This new mandate, which the mayor announced on Monday, is scheduled to take effect just four days before he leaves office.
There are actually two key dates in the new measure.
The first, December 14, requires children ages 5 to 11 to show proof of one vaccine dose to get into places like restaurants, movie theaters and fitness centers.
Then on December 27, more sweeping changes. When everyone age 12 and up and all private sector workers who are not working remotely will need to show proof of full vaccination.
That will impact an estimated 184,000 businesses.
The city’s vaccination rate is already close to 90%, one of the highest in the nation.
But with hospitalizations once again on the rise due to the delta variant – and the emergence of the new, apparently more contagious omicron variant – Mayor de Blasio is trying to put his stamp on the battle against COVID on his way out the door.
“I said from the very beginning, we will climb the ladder,” the mayor said. “And when we did it worked. It’s first in the nation. But I hope it will be emulated all over the country because it’s time to get even tougher to end the COVID era. If we don’t get tougher on vaccination, we’re going to have COVID with us for a lot longer.”

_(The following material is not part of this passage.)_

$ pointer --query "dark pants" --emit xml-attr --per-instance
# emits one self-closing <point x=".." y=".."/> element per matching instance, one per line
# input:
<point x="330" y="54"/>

Critics, including City Council’s Republican minority leader, Joe Borrelli, are calling the mandate illegal.
And Mayor-elect Eric Adams, who is vacationing in Ghana, has not said whether he plans to implement it.
“The mayor-elect will evaluate this mandate and other COVID strategies when he is in office,” spokesman Evan Thies said in statement.
“On the one hand you want people back in the office acting like life is normal, and on the other hand you’re adding to the stress and uncertainty,” said Kathryn Wylde from the nonprofit group Partnership for NYC. “Small businesses, in particular, are having difficulty getting people back to the workplace at all-with or without vaccinations.”
Meantime New York Governor Kathy Hochul says the state now has 12 confirmed omicron cases.
But it’s the delta variant that’s driving a new uptick in infections, clogging hospitals upstate.
32 of those facilities now have to temporarily stop performing elective surgeries due to staffing shortages.